Three-Dimensional Ascent Guidance Method for Two-Stage Solid Rocket Launch Vehicles under Multiple Constraints and Uncertainties

Abstract

This article proposes a new three-dimensional (3D) guidance algorithm for a two-stage solid rocket-powered launch vehicle in the ascent phase. The method consists of a longitudinal and lateral cooperative online trajectory generation method and a model predictive control (MPC) based tracking method. First, we introduced a new variable, named lateral displacement distance, to describe lateral motion. After decoupling the 3D dynamics into the longitudinal and lateral movements, the lateral distance was calculated by minimum order polynomials, as well as the altitude in the longitudinal plane.
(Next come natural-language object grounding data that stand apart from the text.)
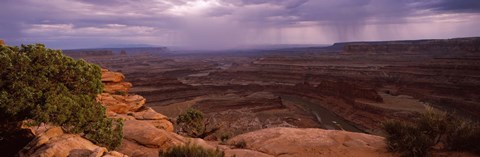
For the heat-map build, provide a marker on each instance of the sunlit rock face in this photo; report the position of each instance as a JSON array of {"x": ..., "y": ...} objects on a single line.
[{"x": 312, "y": 142}]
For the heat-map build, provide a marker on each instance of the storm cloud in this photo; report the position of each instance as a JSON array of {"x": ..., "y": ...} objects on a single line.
[{"x": 217, "y": 24}]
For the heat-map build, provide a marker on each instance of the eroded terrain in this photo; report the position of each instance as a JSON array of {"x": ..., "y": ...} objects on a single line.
[{"x": 354, "y": 88}]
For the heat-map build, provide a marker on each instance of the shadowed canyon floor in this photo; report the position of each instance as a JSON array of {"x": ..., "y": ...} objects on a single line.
[{"x": 354, "y": 88}]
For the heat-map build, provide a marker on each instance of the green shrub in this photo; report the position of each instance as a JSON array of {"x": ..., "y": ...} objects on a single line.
[
  {"x": 240, "y": 144},
  {"x": 44, "y": 85},
  {"x": 431, "y": 128},
  {"x": 406, "y": 138},
  {"x": 464, "y": 136},
  {"x": 193, "y": 123},
  {"x": 224, "y": 137},
  {"x": 191, "y": 150}
]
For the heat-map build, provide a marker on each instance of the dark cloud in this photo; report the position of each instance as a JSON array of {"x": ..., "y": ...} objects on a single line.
[
  {"x": 226, "y": 23},
  {"x": 469, "y": 6}
]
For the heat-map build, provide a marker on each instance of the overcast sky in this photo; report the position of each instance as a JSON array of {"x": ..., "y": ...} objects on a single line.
[{"x": 217, "y": 24}]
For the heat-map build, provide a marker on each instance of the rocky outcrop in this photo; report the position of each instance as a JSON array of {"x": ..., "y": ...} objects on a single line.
[
  {"x": 121, "y": 104},
  {"x": 458, "y": 45},
  {"x": 55, "y": 143},
  {"x": 294, "y": 142}
]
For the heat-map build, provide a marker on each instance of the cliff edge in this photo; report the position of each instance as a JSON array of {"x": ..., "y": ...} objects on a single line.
[{"x": 147, "y": 132}]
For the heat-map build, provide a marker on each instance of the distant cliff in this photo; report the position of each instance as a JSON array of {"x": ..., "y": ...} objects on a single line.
[
  {"x": 434, "y": 46},
  {"x": 78, "y": 53}
]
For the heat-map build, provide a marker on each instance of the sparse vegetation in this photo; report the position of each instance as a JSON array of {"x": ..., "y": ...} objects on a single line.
[
  {"x": 193, "y": 123},
  {"x": 191, "y": 150},
  {"x": 431, "y": 129},
  {"x": 240, "y": 144},
  {"x": 47, "y": 87},
  {"x": 120, "y": 93},
  {"x": 224, "y": 136}
]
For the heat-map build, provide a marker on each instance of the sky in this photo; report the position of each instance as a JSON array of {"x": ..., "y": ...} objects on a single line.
[{"x": 225, "y": 24}]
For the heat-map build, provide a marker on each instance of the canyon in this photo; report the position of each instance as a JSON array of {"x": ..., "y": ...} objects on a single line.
[
  {"x": 350, "y": 86},
  {"x": 314, "y": 101}
]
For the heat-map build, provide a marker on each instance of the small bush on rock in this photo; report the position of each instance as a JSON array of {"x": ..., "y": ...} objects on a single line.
[
  {"x": 430, "y": 129},
  {"x": 194, "y": 124},
  {"x": 47, "y": 87},
  {"x": 191, "y": 150}
]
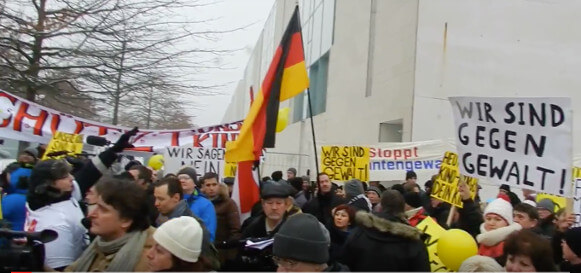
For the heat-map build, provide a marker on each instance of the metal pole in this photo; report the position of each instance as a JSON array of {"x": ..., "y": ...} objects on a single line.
[{"x": 313, "y": 131}]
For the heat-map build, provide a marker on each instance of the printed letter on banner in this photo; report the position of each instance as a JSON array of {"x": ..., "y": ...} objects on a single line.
[
  {"x": 343, "y": 163},
  {"x": 430, "y": 227},
  {"x": 522, "y": 142},
  {"x": 69, "y": 144},
  {"x": 445, "y": 186}
]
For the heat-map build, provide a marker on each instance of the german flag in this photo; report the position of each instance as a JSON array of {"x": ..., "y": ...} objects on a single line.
[{"x": 286, "y": 77}]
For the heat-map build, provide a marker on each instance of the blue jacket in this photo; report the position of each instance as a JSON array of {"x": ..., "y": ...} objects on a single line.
[
  {"x": 14, "y": 209},
  {"x": 204, "y": 209},
  {"x": 15, "y": 177}
]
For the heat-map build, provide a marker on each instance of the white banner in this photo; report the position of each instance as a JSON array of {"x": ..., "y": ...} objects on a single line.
[
  {"x": 27, "y": 121},
  {"x": 522, "y": 142},
  {"x": 391, "y": 161},
  {"x": 203, "y": 160}
]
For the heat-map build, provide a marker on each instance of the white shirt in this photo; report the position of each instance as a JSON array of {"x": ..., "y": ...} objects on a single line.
[{"x": 65, "y": 218}]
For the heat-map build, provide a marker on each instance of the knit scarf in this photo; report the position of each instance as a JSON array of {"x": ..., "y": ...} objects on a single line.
[{"x": 127, "y": 250}]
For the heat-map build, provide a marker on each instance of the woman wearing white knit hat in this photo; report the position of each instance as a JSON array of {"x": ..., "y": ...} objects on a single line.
[
  {"x": 178, "y": 244},
  {"x": 498, "y": 224}
]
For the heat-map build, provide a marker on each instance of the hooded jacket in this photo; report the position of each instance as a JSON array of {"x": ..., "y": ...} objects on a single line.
[
  {"x": 228, "y": 217},
  {"x": 383, "y": 243}
]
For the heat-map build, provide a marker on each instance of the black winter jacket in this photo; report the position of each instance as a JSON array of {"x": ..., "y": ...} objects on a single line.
[
  {"x": 322, "y": 205},
  {"x": 381, "y": 243},
  {"x": 470, "y": 218}
]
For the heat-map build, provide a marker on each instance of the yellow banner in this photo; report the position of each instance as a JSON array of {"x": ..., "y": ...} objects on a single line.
[
  {"x": 431, "y": 228},
  {"x": 343, "y": 163},
  {"x": 445, "y": 186},
  {"x": 64, "y": 142},
  {"x": 230, "y": 169},
  {"x": 560, "y": 202}
]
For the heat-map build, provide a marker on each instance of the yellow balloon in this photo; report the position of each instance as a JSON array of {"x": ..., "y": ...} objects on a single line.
[
  {"x": 282, "y": 120},
  {"x": 156, "y": 162},
  {"x": 455, "y": 246}
]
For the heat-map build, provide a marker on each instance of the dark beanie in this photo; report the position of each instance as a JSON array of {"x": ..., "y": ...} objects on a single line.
[
  {"x": 505, "y": 187},
  {"x": 189, "y": 172},
  {"x": 413, "y": 199},
  {"x": 573, "y": 239},
  {"x": 303, "y": 239}
]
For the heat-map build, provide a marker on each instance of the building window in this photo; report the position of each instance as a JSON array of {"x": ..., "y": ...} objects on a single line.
[{"x": 391, "y": 131}]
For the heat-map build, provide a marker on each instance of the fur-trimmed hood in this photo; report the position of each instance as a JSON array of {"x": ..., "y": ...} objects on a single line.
[
  {"x": 383, "y": 225},
  {"x": 493, "y": 237}
]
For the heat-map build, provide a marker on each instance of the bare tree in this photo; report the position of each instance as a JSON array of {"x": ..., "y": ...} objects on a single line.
[{"x": 111, "y": 50}]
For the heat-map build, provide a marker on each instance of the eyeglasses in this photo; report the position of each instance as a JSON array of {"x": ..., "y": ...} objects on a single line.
[{"x": 286, "y": 263}]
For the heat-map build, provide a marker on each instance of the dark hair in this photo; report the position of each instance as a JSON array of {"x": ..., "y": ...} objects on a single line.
[
  {"x": 128, "y": 198},
  {"x": 276, "y": 175},
  {"x": 209, "y": 175},
  {"x": 350, "y": 211},
  {"x": 41, "y": 191},
  {"x": 527, "y": 243},
  {"x": 392, "y": 202},
  {"x": 319, "y": 177},
  {"x": 528, "y": 209},
  {"x": 4, "y": 183},
  {"x": 173, "y": 186},
  {"x": 297, "y": 183},
  {"x": 202, "y": 265},
  {"x": 144, "y": 173}
]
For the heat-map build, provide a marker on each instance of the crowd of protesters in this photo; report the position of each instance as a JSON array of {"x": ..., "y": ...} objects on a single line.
[{"x": 140, "y": 220}]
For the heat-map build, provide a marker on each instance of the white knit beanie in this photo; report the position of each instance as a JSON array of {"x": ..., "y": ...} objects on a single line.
[
  {"x": 501, "y": 207},
  {"x": 182, "y": 237}
]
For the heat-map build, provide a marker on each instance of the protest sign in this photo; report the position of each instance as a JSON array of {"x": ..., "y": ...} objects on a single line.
[
  {"x": 24, "y": 120},
  {"x": 203, "y": 160},
  {"x": 577, "y": 202},
  {"x": 430, "y": 227},
  {"x": 391, "y": 161},
  {"x": 522, "y": 142},
  {"x": 63, "y": 144},
  {"x": 445, "y": 186},
  {"x": 343, "y": 163}
]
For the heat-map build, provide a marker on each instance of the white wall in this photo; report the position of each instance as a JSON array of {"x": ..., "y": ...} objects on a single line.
[{"x": 512, "y": 48}]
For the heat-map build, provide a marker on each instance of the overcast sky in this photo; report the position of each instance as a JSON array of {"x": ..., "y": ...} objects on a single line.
[{"x": 231, "y": 14}]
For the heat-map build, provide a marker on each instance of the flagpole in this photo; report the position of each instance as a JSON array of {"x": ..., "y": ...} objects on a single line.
[{"x": 313, "y": 131}]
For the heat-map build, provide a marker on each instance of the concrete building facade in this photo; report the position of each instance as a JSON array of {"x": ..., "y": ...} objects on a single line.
[{"x": 382, "y": 70}]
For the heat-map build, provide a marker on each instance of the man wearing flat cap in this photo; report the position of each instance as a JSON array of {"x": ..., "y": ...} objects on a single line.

The multiple constraints were satisfied accordingly. This new representation transforms the online trajectory generation problem into a single-parameter root-finding problem, which is solved online by Newton’s method. Second, the traditional energy management method, which usually works in the last phase of multistage solid rockets, was extended to all stages. A proportion was put forward to allocate the energy management demand to the two stages of solid rockets. This strategy can enlarge the energy management capacity of solid rockets. Third, the MPC method was adopted to obtain the tracking guidance law to lessen the effect of uncertain parameters. The subsequent stability analysis shows that the MPC-based tracking controller is closed-loop stable and can handle the constraints and parameter uncertainties simultaneously. Finally, the effectiveness and robustness were verified by validating a two-stage solid rocket’s ascent phase flight under aerodynamic uncertainties and initial state deviations. In comparison to the existing energy management method, the incorporation of the sideslip angle design in this study renders solid rockets more capable at energy management. The proposed algorithm can accurately steer the rocket vehicle to the transition window.